Der Rekord-Roadster
Es war als hätte die ganze Welt auf dieses Auto gewartet, das eigentlich hauptsächlich für den kalifornischen Markt konzipiert worden war. Die Journalisten überschlugen sich mit Lobeshymnen und die Kunden stürmten die Händler. Mazda hatte selbst in seinen kühnsten Prognosen nicht mit diesem überwältigenden Erfolg gerechnet und kam mit der Produktion nicht hinterer – es waren nur 35.000 Stück für die USA und Japan geplant. In Europa wurde das kleine Cabrio ab 1990 mit der Bezeichnung MX-5 verkauft, das deutsche Kontingent von 2000 Stück war in drei Tagen ausverkauft und für die Lieferverträge wurden absurd hohe Summe geboten, dabei sollte der MX-5 mit 35.500 D-Mark Listenpreis doch ein günstiger Roadster sein. Es dauerte, bis Mazda die Produktion so weit erhöht hatte, dass alle Märkte in ausreichendem Maße bedient werden konnten.

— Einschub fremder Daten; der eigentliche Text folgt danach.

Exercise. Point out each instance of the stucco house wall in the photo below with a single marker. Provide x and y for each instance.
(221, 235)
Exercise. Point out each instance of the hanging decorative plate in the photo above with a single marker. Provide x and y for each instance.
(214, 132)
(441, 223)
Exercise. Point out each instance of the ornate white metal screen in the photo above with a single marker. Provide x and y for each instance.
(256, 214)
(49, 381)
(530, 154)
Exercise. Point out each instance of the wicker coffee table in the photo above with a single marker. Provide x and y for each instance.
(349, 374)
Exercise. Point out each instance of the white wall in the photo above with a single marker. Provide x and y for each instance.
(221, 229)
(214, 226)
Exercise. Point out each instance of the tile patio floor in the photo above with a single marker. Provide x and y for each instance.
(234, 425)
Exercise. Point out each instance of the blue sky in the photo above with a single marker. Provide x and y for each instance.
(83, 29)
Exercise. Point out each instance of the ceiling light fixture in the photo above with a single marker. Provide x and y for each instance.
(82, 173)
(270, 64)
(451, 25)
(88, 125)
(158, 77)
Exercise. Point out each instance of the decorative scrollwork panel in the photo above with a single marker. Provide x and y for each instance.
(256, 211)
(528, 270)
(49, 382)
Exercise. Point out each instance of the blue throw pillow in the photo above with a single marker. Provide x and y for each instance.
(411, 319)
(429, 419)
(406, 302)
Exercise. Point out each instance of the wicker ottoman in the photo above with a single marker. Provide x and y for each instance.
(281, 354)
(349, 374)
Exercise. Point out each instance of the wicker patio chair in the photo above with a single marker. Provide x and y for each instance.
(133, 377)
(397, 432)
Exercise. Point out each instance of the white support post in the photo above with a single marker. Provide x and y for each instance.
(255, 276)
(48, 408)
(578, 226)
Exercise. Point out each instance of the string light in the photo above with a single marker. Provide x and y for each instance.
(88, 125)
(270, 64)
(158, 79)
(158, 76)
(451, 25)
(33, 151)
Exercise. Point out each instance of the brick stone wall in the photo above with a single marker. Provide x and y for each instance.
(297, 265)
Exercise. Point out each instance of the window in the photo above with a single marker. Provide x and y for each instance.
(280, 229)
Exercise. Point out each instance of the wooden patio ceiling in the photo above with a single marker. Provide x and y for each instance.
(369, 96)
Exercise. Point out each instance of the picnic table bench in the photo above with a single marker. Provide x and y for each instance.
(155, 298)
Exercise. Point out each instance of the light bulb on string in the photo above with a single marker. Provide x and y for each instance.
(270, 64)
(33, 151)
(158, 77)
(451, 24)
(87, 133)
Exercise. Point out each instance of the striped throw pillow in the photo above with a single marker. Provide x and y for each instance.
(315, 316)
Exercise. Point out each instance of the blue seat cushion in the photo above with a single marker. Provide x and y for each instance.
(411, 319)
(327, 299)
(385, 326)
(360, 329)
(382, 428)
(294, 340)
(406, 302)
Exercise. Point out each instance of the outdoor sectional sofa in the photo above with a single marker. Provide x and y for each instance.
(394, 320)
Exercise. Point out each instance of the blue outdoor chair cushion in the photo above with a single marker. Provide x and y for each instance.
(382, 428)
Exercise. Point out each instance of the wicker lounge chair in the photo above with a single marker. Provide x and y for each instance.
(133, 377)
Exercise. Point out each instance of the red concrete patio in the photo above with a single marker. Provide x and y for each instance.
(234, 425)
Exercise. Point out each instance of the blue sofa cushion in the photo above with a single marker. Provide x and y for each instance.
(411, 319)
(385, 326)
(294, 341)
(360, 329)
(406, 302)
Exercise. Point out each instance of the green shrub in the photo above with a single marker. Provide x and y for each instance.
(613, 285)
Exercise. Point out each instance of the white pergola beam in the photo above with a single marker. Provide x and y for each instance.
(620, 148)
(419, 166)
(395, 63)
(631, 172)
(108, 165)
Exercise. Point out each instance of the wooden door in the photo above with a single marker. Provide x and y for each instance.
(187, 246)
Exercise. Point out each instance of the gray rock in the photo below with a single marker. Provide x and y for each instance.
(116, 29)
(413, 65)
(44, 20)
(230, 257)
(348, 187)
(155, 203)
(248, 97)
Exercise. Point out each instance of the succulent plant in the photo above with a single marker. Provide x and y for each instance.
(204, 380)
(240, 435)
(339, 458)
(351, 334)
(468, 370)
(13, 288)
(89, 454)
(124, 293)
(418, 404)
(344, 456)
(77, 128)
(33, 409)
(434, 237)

Fahrspaß als Erfolgsgeheimnis
Das Erfolgsgeheimnis des MX-5 lag nicht nur im hübschen Äußeren, sondern auch im Fahrspaß, den der kleine Wagen vermittelte. Die Kombination aus Frontmotor mit Hinterradantrieb, einer fast 50:50-Gewichtsverteilung von Front zu Heck, niedrigem Schwerpunkt und wenig Gewicht machten ihn zum idealen Kurvenflitzer. Dazu konnte der Fahrer noch ganz lässig in wenigen Sekunden das Verdeck öffnen und die Sonne genießen. Zudem erwies sich die Großserientechnik als zuverlässig und haltbar – was man von britischen Roadstern überhaupt nicht gewohnt war.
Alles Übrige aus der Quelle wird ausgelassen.